I have tried to solve the following problem but with little success.
Let $(X_l)_{l\geq1}$ be a sequence of iid random variables with the characteristic function:
$\phi(t)=\begin{cases}1-\sqrt{|t|(2-|t|)}\text{ if |t|≤1}\\0 \text{ else}\end{cases} $
Set $S_n=\sum_{k=1}^{n}X_k, n \geq 1$.
I want to show that $\frac{S_n}{n^2}$ converges in distribution as $n\to\infty$, and find the limit distribution.
Thus I start,
$\phi_{\frac{S_n}{n^2}}(t)=\mathbb{E}\Big(e^{i\big(\frac{t}{n^2}\big)S_n}\Big)=\phi_{S_n}(\frac{t}{n^2})$
Now I derive an expression for $\phi_{S_n}(t)$:
$\phi_{S_n}(t)=\mathbb{E}\Big(e^{itS_n}\Big)=\mathbb{E}\Big(e^{it\sum_{k=1}^{n}X_k}\Big)=\prod_{k=1}^{n}\mathbb{E}\Big(e^{itX_k}\Big)=\Big(\phi(t)\Big)^n$
Thus,
$\phi_{\frac{S_n}{n^2}}(t)=\Big(\phi(\frac{t}{n^2})\Big)^n=\Big(1-\sqrt{|\frac{t}{n^2}|(2-|\frac{t}{n^2}|)}\Big)^n\to e^{-\sqrt{2|t|}}$ as $n\to\infty$ (when $|t|\leq1$).
I do not recognize this as the characteristic function for any distribution. This leads me to the following two questions:
1) Is this indeed the characteristic function for some distribution? If so, which one?
or
2) Did I do the computations incorrectly?
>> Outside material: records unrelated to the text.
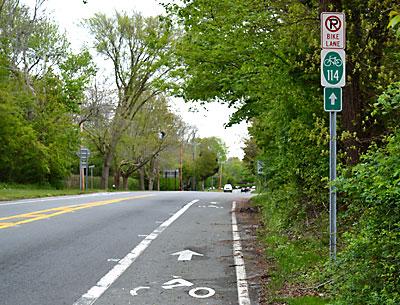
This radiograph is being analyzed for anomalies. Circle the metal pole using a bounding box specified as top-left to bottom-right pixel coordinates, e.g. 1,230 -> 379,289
79,158 -> 82,192
329,111 -> 336,260
85,164 -> 89,191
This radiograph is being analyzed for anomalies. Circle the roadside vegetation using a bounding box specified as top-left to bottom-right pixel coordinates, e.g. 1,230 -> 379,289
0,0 -> 254,192
0,0 -> 400,305
166,0 -> 400,305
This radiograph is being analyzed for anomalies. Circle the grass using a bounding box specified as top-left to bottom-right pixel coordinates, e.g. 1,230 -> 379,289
252,195 -> 329,305
285,296 -> 329,305
0,184 -> 102,201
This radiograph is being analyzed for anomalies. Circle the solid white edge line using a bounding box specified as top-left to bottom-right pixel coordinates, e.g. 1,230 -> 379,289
73,199 -> 199,305
232,201 -> 251,305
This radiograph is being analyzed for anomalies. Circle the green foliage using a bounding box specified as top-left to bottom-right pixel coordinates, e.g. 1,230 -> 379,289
336,131 -> 400,305
252,195 -> 328,304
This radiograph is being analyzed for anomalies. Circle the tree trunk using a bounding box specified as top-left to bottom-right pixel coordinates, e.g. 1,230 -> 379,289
100,152 -> 112,190
114,168 -> 121,190
148,177 -> 154,191
122,176 -> 129,191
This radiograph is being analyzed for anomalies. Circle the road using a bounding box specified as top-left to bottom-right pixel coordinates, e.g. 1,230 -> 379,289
0,192 -> 255,305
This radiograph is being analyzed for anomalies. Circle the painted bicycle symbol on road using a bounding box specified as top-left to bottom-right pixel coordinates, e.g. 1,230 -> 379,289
129,276 -> 215,299
324,56 -> 343,67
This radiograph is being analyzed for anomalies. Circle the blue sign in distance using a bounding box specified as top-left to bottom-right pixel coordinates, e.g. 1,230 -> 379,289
321,50 -> 346,87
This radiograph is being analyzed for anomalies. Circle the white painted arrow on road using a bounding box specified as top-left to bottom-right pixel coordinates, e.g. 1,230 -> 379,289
161,279 -> 193,289
329,93 -> 337,106
171,250 -> 204,261
129,286 -> 150,297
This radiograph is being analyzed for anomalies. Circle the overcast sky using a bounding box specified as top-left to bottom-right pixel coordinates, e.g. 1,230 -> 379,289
21,0 -> 247,158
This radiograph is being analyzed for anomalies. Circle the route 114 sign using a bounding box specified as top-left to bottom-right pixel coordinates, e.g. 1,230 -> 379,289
321,50 -> 346,87
321,12 -> 346,49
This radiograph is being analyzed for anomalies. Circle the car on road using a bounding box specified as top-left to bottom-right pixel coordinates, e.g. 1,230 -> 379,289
224,183 -> 233,193
240,186 -> 250,193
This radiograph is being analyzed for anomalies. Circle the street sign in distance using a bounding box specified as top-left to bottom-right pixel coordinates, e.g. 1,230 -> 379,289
321,50 -> 346,87
321,12 -> 346,49
324,87 -> 342,112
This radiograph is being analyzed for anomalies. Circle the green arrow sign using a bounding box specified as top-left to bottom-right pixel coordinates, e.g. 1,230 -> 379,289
321,50 -> 346,87
324,88 -> 342,111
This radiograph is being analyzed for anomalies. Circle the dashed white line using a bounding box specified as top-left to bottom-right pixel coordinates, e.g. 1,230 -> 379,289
73,199 -> 199,305
232,201 -> 251,305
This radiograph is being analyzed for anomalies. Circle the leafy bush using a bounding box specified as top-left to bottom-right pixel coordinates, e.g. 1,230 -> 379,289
335,131 -> 400,305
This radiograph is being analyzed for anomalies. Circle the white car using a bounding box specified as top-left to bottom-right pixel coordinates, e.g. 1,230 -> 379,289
224,183 -> 233,193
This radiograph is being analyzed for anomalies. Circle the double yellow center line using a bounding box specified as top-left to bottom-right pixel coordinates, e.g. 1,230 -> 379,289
0,194 -> 153,229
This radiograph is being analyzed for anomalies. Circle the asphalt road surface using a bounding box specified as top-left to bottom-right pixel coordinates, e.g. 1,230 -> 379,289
0,192 -> 254,305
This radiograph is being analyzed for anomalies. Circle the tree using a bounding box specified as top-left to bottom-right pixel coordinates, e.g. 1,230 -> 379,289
85,12 -> 173,188
0,0 -> 93,187
116,96 -> 183,190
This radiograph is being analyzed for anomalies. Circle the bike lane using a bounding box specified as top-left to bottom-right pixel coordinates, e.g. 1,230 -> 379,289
82,197 -> 238,305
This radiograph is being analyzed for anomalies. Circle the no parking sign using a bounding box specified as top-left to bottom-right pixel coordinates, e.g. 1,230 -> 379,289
321,12 -> 346,49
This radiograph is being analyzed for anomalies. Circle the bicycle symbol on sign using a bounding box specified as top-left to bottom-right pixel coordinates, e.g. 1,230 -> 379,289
324,56 -> 343,67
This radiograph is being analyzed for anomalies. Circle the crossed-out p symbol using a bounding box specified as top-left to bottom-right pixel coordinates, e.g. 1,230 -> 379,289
325,16 -> 342,32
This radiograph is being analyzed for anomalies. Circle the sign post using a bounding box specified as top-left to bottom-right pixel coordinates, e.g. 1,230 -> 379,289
76,147 -> 90,191
321,12 -> 346,260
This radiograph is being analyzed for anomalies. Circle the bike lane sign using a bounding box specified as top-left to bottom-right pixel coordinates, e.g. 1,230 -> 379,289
321,50 -> 346,87
321,12 -> 346,49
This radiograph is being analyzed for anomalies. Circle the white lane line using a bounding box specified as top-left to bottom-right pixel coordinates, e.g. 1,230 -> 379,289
232,201 -> 251,305
73,199 -> 199,305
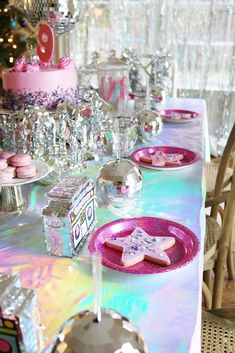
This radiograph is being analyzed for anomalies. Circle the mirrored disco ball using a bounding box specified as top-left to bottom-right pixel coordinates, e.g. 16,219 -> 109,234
52,310 -> 147,353
96,158 -> 143,207
24,0 -> 81,34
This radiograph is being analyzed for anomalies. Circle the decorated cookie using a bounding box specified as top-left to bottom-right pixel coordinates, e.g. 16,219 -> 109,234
9,153 -> 31,167
140,151 -> 184,167
105,227 -> 175,267
140,156 -> 152,164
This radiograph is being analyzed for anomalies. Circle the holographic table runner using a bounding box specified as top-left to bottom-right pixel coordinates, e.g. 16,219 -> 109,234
0,99 -> 207,353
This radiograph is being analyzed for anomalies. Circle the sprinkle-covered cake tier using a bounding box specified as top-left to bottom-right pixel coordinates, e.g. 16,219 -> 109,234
2,57 -> 78,110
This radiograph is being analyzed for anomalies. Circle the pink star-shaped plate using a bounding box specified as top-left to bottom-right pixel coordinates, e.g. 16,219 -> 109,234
130,146 -> 199,170
89,217 -> 200,274
105,227 -> 175,267
160,109 -> 200,124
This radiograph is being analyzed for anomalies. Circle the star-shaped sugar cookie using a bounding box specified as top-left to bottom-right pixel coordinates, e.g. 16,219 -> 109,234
105,227 -> 175,267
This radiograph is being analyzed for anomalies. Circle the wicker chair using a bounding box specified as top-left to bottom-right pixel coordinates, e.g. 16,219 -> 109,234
205,124 -> 235,198
201,309 -> 235,353
205,124 -> 235,280
204,162 -> 235,308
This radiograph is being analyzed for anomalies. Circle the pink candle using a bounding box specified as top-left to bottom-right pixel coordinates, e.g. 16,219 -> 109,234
37,23 -> 55,63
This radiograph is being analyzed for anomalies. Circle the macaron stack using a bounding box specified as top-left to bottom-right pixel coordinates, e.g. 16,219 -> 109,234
0,151 -> 36,183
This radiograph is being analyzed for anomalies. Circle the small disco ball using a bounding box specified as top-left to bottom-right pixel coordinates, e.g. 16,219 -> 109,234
24,0 -> 81,34
52,310 -> 147,353
96,158 -> 143,207
136,109 -> 163,142
150,85 -> 167,110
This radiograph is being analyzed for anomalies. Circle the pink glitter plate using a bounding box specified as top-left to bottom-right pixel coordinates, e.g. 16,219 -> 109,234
160,109 -> 200,123
130,146 -> 199,170
89,217 -> 200,274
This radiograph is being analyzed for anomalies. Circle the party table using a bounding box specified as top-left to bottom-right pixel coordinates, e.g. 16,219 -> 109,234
0,99 -> 208,353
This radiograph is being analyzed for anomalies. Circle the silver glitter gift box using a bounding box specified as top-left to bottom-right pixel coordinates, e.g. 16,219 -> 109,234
43,177 -> 96,257
0,274 -> 43,353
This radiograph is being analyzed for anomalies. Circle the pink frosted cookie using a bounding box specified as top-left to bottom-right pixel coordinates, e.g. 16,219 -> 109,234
0,158 -> 7,170
8,153 -> 31,167
105,227 -> 175,267
140,156 -> 152,164
16,165 -> 36,179
152,156 -> 166,167
0,151 -> 15,159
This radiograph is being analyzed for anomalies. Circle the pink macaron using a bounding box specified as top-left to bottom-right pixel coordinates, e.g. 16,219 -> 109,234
16,165 -> 36,179
0,158 -> 7,170
1,167 -> 16,183
0,151 -> 15,159
8,153 -> 31,167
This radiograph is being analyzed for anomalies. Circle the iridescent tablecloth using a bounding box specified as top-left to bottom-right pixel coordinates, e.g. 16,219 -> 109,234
0,99 -> 207,353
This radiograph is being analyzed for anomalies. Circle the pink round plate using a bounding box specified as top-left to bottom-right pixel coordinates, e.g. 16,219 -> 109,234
130,146 -> 199,170
160,109 -> 200,123
89,217 -> 200,274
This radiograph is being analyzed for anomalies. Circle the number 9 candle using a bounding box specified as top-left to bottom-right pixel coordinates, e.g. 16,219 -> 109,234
37,23 -> 55,64
98,51 -> 129,114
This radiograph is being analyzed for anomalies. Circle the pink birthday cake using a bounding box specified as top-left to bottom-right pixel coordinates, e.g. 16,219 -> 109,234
2,57 -> 78,110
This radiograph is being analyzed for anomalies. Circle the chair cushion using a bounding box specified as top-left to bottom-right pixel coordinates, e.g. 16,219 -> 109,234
201,311 -> 235,353
205,162 -> 233,192
204,216 -> 221,254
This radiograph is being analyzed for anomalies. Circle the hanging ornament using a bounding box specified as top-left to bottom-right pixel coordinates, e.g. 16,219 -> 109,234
20,20 -> 27,28
96,119 -> 143,208
136,109 -> 163,142
24,0 -> 81,34
10,18 -> 17,28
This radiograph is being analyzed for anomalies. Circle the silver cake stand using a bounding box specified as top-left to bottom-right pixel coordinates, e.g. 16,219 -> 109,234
0,160 -> 51,212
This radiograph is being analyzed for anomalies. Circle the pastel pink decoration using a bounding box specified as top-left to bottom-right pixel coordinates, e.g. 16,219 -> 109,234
23,63 -> 39,72
0,151 -> 15,159
120,76 -> 126,100
152,151 -> 184,167
0,158 -> 7,170
13,57 -> 26,72
2,65 -> 77,93
39,61 -> 50,68
57,56 -> 74,70
16,165 -> 36,179
105,227 -> 175,267
9,153 -> 31,167
37,23 -> 55,63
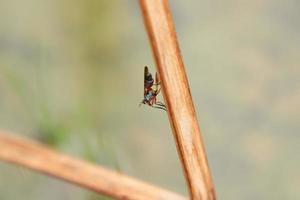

If so, where did it all go wrong?
Best Answer
$e^{-c|t|^{\alpha}}$ is a characteristic function for any $c>0$ and any $\alpha \in (0,2]$. The distribution corresponding to it is called (symmetric) stable distribution with index $\alpha$. For $\alpha =2$ it is normal but here $\alpha =\frac 1 2$.